Auditors use the technology to verify that controls are working inside of ERP systems, Proctor said in an interview. For example, a company may require two signatures on a check for more than $50,000; the control to enforce that policy may be in the ERP system or it may just be a procedural control. Continuous controls monitoring for transactions can help auditors verify the control in the system is working properly, he said. Management, meanwhile, can use the technology to catch accidental or fraudulent duplicate payments.
"The whole idea of continuous controls monitoring is that we're watching these things on an ongoing basis," Proctor said.
Although the technology has been around for a while, an organization needs to be at a higher level of maturity to have interest in it, he said. "It's not a big market yet, but organizations are moving towards being more proactive and they're always improving their maturity so I would call this 'the future', not 'the today'."
San Francisco-based Union Bank then may be a little ahead of the curve. The bank, which has more than 10,000 employees and 321 branch offices, started implementing continuous controls monitoring as part of its audit program about six years ago, said Dave Hanson, professional practices manager at Union Bank.
"The idea was to be more responsive to the risk environment at the bank," he said. "The initial implementation was to look at risk factors we thought might be indicators of what was happening and might drive where our audit work should be going."
Union Bank uses software from Vancouver, British Columbia.-based ACL Services Ltd., which helps auditors take data from completely different systems to compare data and develop reports, Hanson said.
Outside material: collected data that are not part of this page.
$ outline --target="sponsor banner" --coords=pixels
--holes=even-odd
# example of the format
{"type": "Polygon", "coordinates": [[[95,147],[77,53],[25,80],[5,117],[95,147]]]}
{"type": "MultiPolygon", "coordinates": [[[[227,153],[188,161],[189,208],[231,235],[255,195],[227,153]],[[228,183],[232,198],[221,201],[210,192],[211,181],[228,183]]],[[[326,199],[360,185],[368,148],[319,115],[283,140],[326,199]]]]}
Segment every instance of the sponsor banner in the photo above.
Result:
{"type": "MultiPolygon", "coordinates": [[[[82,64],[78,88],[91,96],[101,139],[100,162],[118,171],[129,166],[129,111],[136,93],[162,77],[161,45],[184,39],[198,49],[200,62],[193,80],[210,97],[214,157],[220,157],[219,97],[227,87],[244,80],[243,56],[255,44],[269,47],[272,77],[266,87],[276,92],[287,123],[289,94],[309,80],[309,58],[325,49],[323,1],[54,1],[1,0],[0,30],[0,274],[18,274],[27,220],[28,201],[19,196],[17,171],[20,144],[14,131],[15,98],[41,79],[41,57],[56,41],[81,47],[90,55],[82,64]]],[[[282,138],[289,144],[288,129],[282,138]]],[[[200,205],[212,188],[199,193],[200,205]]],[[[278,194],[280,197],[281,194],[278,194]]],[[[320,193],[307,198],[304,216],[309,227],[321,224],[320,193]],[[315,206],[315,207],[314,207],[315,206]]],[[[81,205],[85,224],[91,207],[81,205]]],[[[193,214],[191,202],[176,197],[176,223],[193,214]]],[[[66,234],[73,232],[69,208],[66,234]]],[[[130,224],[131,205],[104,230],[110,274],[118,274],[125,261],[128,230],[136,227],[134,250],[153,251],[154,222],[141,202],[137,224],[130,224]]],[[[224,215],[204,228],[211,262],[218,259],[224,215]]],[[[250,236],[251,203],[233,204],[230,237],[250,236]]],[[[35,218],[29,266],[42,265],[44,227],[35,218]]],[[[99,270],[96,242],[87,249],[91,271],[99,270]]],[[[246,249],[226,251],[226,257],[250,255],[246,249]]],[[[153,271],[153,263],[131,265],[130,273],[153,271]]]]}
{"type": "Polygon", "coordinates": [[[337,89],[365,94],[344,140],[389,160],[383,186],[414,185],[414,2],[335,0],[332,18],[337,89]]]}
The software's flexibility helps auditors find issues quickly, he said.
For example, ACL makes it easy for bank auditors to take all the payroll checks issued during the period under review and analyze the data for duplicate transactions, said Stephen Sinclair, audit relationship manager at Union Bank.
The software is useful in conducting "database reconnaissance," and helps auditors quickly direct their focus on anomalies, said Shane Schultz, computer-assisted audit techniques applications leader at the bank. For instance, an analysis of fee reversals revealed control weaknesses; some customer deposits were erroneously coded as a fee reversal.
"We plowed through two billion transactions and identified customers where it looked like there were more fees reversed than fees collected… We were able to bring that to management's attention," Schultz said.
ACL also helps monitor possible employee fraud by allowing the bank to link suspicious deposit account activity to employees via addresses and phone numbers, Hanson said. Those "fuzzy logic" capabilities also are beneficial for Bank Secrecy Act compliance, Sinclair said. The BSA includes requirements to report transactions involving foreign consulates; the bank has coding to identify high-risk accounts, but with ACL, it was able to compare a list of foreign consulate employees and addresses to its customer database and identify accounts that weren't properly coded, he said.
"The fuzzy logic capabilities facilitate matching addresses that may not be character for character the same," he said.
Proctor said ACL takes more of an auditor perspective to CCM-T. Another vendor, Atlanta-based Oversight Systems Inc., takes more of the business management approach, he said. Other vendors in the space include Oracle, SAP, Approva Corp., Security Weaver, and Infogix Inc., according to Gartner.